The standard model of cosmology is the big bang theory. It refers to the event, between 8 and 15 billion years ago, in which the universe was born in a cataclysmic explosion. In the aftermath, planets, stars, and galaxies slowly formed as the primordial elements cooled and the universe expanded. According to the big bang theory, the universe had a definite beginning and continues to expand. Neither time nor space existed before that event, indeed, there was no "before" the big bang.

The big bang theory first emerged in the 1920s, in the decade after Einstein published his theory of general relativity. Though general relativity's complicated equations predict an expanding universe, Albert Einstein refused to believe it. He assumed that the universe is static and eternal, that it has neither beginning nor end.

Russian meteorologist Alexander Friedmann disagreed. He studied Einstein's work and postulated that galaxies and stars are carried along a fabric of space as it expands, like painted spots that move from each other on a balloon as it fills with air. A few years after Friedmann came to his conclusion, astronomer Edwin Hubble's observations of distant galaxies gave empirical evidence to the expanding universe hypothesis. Hubble calculated changes in the wavelengths of light from distant galaxies and determined that, for the most part, they are speeding away from us, and each other, at enormous speeds.

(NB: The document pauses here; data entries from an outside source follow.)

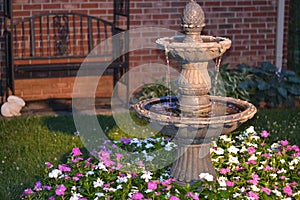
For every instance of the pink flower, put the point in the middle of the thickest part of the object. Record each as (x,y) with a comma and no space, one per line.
(264,134)
(253,195)
(266,190)
(288,190)
(229,183)
(119,156)
(251,150)
(267,155)
(152,186)
(28,191)
(190,194)
(64,168)
(137,196)
(76,152)
(49,165)
(251,162)
(224,170)
(284,142)
(60,190)
(267,168)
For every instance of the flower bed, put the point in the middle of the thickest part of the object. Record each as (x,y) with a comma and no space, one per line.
(247,168)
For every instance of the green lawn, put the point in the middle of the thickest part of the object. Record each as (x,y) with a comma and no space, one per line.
(28,142)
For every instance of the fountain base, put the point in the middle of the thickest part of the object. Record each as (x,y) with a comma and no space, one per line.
(192,161)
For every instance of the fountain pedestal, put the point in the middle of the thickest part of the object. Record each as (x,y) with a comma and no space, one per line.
(192,160)
(198,116)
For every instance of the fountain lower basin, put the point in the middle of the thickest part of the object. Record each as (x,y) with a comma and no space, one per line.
(226,111)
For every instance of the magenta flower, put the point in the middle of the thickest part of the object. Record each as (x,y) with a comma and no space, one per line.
(251,162)
(28,191)
(49,165)
(76,152)
(224,170)
(64,168)
(251,150)
(266,190)
(264,134)
(137,196)
(284,142)
(152,186)
(288,190)
(60,190)
(190,194)
(253,195)
(229,183)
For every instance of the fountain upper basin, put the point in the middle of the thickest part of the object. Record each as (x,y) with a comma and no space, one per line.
(228,113)
(180,48)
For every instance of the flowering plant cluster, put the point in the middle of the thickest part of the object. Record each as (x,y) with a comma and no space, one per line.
(247,168)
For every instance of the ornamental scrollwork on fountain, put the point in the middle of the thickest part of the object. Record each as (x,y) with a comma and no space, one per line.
(61,35)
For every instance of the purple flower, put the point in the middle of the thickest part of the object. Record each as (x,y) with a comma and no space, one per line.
(190,194)
(251,150)
(38,186)
(152,186)
(28,191)
(266,190)
(60,190)
(264,134)
(253,195)
(288,190)
(224,170)
(76,152)
(64,168)
(137,196)
(229,183)
(284,142)
(125,140)
(49,165)
(251,162)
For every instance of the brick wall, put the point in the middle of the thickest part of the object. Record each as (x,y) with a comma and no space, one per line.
(250,24)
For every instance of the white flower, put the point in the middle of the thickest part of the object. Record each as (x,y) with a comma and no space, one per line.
(233,149)
(206,176)
(146,176)
(277,193)
(98,183)
(55,173)
(252,157)
(235,195)
(243,149)
(122,179)
(99,194)
(219,151)
(281,171)
(101,166)
(76,196)
(255,188)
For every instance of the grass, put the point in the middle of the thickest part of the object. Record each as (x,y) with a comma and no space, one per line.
(26,143)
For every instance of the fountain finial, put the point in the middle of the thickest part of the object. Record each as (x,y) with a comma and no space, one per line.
(193,21)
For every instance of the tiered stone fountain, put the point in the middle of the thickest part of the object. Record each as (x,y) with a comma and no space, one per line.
(197,117)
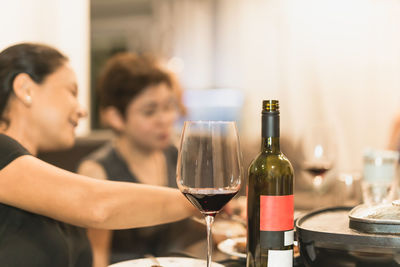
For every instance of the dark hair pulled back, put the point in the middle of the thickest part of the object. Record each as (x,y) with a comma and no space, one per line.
(125,75)
(36,60)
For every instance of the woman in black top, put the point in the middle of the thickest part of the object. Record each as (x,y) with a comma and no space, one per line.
(40,204)
(139,100)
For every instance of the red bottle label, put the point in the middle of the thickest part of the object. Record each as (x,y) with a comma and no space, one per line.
(276,213)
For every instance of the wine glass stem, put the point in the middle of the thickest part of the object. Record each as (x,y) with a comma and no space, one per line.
(209,222)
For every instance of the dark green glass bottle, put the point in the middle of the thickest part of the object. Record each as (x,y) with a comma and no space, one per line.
(270,204)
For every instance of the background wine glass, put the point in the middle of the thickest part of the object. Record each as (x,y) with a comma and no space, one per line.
(209,168)
(319,152)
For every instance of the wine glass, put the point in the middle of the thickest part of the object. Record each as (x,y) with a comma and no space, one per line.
(319,153)
(209,168)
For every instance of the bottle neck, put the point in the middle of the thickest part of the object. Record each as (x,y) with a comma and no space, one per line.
(270,132)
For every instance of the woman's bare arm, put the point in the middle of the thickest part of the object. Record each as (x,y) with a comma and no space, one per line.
(100,239)
(33,185)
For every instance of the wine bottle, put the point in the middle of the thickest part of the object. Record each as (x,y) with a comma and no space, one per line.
(270,202)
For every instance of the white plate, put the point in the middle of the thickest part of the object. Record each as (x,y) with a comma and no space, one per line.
(165,262)
(228,246)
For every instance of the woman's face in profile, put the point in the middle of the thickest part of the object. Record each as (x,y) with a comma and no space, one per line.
(55,109)
(150,117)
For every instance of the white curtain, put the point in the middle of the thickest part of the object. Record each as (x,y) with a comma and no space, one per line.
(336,61)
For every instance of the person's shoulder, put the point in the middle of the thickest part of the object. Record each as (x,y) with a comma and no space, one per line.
(10,149)
(100,154)
(92,169)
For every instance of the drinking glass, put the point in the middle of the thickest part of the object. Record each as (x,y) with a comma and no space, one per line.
(209,168)
(319,154)
(379,176)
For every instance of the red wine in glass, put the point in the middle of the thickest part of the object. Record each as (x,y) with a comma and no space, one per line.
(209,201)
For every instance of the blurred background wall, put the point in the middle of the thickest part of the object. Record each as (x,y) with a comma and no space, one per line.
(333,61)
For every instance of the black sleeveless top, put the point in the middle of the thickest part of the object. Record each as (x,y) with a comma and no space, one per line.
(28,239)
(156,240)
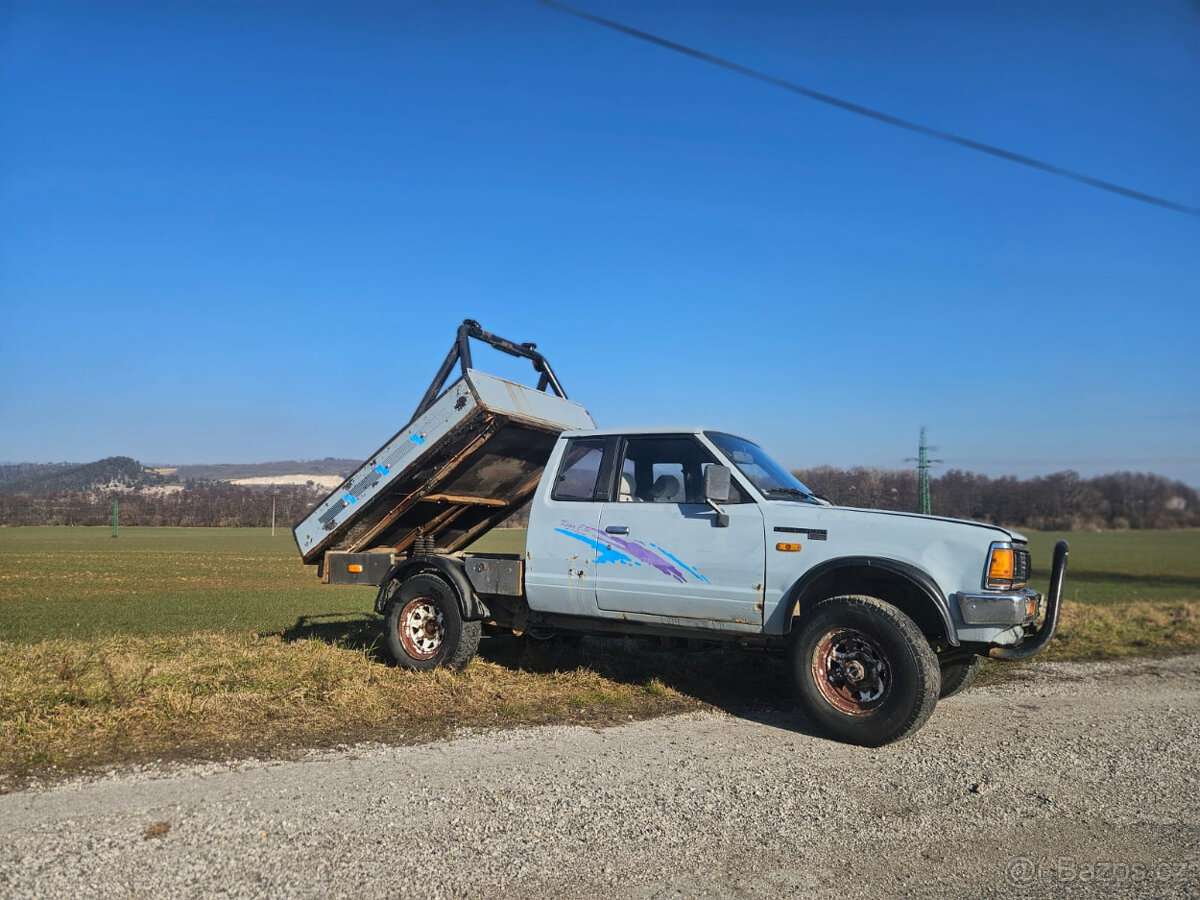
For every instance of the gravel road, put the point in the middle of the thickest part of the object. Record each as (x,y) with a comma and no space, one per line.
(1073,780)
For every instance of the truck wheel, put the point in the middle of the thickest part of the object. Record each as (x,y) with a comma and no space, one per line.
(424,625)
(957,677)
(864,671)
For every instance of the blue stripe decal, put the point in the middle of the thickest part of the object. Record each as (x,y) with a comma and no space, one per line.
(677,559)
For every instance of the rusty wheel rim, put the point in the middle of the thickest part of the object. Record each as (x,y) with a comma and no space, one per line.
(851,671)
(421,629)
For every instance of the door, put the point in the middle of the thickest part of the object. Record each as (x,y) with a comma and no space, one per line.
(660,552)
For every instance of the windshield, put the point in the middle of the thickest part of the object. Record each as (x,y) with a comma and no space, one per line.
(766,474)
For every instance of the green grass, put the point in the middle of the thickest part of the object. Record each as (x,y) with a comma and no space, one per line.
(1119,567)
(81,582)
(208,642)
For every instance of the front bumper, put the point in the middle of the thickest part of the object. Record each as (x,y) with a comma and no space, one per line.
(1018,607)
(1036,639)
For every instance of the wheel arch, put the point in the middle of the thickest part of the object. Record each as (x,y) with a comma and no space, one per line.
(906,587)
(449,569)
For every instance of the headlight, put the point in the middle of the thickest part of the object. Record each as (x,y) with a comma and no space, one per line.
(1007,568)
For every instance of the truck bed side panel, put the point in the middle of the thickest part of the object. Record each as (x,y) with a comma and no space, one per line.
(466,463)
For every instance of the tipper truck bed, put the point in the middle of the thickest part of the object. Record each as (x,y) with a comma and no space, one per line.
(472,455)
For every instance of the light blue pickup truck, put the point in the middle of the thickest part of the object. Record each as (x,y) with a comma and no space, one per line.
(673,532)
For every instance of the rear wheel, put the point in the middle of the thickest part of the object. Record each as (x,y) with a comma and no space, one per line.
(863,670)
(957,677)
(424,625)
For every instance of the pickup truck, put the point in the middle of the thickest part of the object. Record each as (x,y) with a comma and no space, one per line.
(669,532)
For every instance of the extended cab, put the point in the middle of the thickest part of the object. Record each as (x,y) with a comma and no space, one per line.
(677,532)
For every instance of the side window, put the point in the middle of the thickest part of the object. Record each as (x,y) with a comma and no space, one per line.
(580,472)
(737,493)
(665,469)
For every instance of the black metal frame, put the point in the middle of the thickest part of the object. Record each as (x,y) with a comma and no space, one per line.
(461,353)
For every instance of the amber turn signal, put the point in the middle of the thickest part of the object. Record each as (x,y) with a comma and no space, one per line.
(1001,565)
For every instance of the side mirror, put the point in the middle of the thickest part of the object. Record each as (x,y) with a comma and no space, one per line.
(717,490)
(717,484)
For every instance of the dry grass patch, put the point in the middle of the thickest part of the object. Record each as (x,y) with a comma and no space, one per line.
(1137,628)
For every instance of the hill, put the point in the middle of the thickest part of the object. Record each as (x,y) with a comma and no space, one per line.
(114,473)
(231,472)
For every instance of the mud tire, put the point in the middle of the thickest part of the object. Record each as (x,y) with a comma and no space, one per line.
(424,627)
(864,672)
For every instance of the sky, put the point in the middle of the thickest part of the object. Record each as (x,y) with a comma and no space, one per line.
(240,232)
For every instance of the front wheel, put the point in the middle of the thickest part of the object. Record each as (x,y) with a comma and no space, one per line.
(424,625)
(863,670)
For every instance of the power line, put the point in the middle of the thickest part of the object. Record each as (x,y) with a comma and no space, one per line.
(887,119)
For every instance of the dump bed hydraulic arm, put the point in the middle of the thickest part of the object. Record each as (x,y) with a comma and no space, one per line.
(461,354)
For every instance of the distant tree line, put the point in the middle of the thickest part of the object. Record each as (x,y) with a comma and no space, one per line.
(1059,502)
(215,504)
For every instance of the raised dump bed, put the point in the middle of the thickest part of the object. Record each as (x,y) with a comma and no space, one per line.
(469,457)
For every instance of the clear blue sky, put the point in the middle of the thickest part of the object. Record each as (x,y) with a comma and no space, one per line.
(238,232)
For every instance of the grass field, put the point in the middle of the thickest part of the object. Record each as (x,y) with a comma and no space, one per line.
(196,643)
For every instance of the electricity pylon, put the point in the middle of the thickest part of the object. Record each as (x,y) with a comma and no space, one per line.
(923,463)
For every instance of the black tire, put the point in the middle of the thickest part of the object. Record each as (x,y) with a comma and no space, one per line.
(957,677)
(424,627)
(864,672)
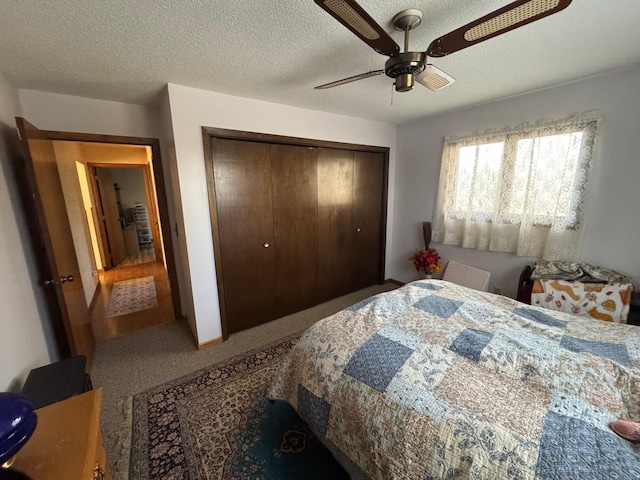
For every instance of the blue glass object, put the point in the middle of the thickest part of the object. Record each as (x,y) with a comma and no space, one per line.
(17,423)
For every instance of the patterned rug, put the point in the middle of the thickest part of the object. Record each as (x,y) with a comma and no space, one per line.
(217,424)
(131,296)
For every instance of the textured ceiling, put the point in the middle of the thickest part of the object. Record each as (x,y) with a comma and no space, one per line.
(278,51)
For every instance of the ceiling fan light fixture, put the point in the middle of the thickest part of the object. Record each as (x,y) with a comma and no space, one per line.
(404,82)
(433,78)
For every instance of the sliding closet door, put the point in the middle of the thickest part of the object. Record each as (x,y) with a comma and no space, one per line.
(335,196)
(368,208)
(242,176)
(295,225)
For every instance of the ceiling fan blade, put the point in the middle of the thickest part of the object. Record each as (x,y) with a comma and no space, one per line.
(355,78)
(433,78)
(512,16)
(356,19)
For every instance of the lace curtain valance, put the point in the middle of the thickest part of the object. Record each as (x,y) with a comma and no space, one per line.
(519,190)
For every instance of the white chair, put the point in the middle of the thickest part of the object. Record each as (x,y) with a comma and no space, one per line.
(467,276)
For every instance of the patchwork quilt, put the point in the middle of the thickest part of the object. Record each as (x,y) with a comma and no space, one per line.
(437,381)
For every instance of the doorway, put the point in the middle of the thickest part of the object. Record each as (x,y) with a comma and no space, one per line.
(111,195)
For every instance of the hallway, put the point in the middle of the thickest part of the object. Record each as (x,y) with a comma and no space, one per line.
(108,328)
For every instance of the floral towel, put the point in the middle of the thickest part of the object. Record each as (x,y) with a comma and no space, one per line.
(584,272)
(603,301)
(437,381)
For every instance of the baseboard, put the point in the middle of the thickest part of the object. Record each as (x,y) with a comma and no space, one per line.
(209,343)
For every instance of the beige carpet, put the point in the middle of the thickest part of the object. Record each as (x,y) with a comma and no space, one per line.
(128,365)
(131,296)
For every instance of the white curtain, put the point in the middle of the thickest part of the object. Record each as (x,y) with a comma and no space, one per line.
(519,190)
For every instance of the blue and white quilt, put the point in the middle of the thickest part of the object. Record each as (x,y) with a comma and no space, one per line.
(437,381)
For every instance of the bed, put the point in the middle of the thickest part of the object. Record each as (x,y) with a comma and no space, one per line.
(438,381)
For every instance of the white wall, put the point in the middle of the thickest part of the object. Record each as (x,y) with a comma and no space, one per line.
(67,113)
(26,341)
(613,226)
(191,109)
(131,184)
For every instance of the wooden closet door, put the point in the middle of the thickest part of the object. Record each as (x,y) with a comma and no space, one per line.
(368,196)
(335,197)
(242,182)
(295,224)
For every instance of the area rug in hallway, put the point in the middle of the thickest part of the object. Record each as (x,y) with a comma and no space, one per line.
(131,296)
(217,424)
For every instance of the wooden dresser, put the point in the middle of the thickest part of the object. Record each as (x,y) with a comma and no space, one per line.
(67,442)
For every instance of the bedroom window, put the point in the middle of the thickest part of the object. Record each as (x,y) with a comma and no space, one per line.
(518,190)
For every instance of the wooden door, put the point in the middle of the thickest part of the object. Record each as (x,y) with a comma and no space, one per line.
(295,224)
(335,197)
(109,216)
(242,184)
(369,178)
(51,210)
(154,217)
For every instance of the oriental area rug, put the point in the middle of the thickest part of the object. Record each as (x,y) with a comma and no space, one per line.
(218,424)
(131,296)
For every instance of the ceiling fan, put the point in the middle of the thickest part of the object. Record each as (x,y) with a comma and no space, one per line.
(410,67)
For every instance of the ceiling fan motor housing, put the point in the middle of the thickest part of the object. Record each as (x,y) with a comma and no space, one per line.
(404,67)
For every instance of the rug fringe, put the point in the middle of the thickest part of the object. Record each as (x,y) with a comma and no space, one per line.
(121,441)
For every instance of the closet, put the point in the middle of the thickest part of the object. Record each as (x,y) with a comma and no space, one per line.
(294,224)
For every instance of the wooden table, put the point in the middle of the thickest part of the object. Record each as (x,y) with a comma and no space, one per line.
(67,441)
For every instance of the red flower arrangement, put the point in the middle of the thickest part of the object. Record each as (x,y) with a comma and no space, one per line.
(427,261)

In 1950, cosmologist Fred Hoyle argued in favor of another model, called the steady-state universe, and jokingly dubbed the expanding universe theory the "big bang." The steady-state model claims that the universe expands but new matter continuously forms so that the overall density of the universe remains constant. The universe, therefore, could have existed forever and will continue to appear basically the same.

Astronomers in the past 50 years have detected radiation from distant galaxies that indicate they were much closer together in the past, giving evidence for the big bang theory.